In Study 1, nonclinician and faculty raters rescored PNs of 55 third-year medical students across 5 cases of the 2017 Graduation Competency Examination (GCE) to determine IRR. In Study 2, nonclinician raters scored all notes of the 5-case 2018 GCE (178 students). Faculty rescored all notes of failing students and could modify formula-derived scores if faculty felt appropriate. Faculty also rescored and corrected scores of additional notes for a total of 90 notes (3 cases, including failing notes).
Mean overall percent exact agreement between nonclinician and faculty ratings was 87% (weighted kappa, 0.86) and 83% (weighted kappa, 0.88) for Study 1 and Study 2, respectively. SP and medic IRRs did not differ significantly. Four students failed the note section in 2018; 3 passed after faculty corrections. Few corrections were made to nonfailing students' notes.
Nonclinician PN raters using checklists and scoring rules may provide a feasible alternative to faculty raters for low-stakes assessments and for the bulk of well-performing students. Faculty effort can be targeted strategically at rescoring notes of low-performing students and providing more detailed feedback.
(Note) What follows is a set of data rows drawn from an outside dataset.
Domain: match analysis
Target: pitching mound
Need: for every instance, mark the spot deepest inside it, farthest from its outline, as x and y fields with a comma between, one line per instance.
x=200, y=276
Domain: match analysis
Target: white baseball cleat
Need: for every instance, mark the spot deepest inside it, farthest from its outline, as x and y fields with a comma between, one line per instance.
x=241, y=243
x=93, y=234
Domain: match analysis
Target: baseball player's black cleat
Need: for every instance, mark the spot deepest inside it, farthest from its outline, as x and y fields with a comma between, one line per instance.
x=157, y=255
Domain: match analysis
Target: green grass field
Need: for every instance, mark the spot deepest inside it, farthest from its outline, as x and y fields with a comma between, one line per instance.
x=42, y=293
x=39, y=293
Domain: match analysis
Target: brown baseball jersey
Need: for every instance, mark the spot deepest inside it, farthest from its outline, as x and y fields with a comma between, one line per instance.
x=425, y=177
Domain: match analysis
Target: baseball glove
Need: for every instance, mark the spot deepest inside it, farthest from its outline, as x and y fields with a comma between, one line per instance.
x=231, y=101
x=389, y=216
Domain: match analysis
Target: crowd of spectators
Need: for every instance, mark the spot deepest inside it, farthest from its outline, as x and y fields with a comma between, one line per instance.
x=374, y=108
临床推理通常通过标准化患者 (SP) 就诊后的患者记录 (PN) 进行评估。虽然非临床医生可以使用分析工具(如检查表)对 PN 进行评分,但这些工具并不能充分涵盖临床教师的整体判断。为了更好地模拟教师的判断,作者开发了带有教师指定评分公式的检查表,并研究了非临床评分者(SP 和医务人员)和学生及格/不及格状态的评分者间信度 (IRR)。
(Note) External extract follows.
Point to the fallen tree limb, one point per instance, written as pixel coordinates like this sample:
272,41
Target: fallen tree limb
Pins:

在研究 1 中,非临床医生和教师评分者对 55 名三年级医学生的 5 个 2017 年毕业能力考试 (GCE) 病例的 PN 进行重新评分,以确定 IRR。在研究 2 中,非临床评分者对 5 个 2018 年 GCE 的所有记录进行评分(178 名学生)。教师对所有不及格学生的记录进行重新评分,如果教师认为合适,可以修改公式评分。教师还对另外 90 份记录(包括不及格记录)进行了评分和纠正,共 3 个病例。
非临床医生和教师评分者之间的平均总体百分比完全一致,分别为 87%(加权 κ,0.86)和 83%(加权 κ,0.88),研究 1 和研究 2 分别为 87%(加权 κ,0.86)和 83%(加权 κ,0.88)。SP 和医务人员的 IRR 没有显著差异。2018 年有 4 名学生在记录部分不及格;3 名学生在教师纠正后通过。对表现良好的学生的记录很少进行更正。
使用检查表和评分规则的非临床 PN 评分者可为低风险评估和表现良好的大部分学生提供一种可行的替代教师评分者的方法。可以有策略地针对表现不佳学生的记录进行教师评分,并提供更详细的反馈。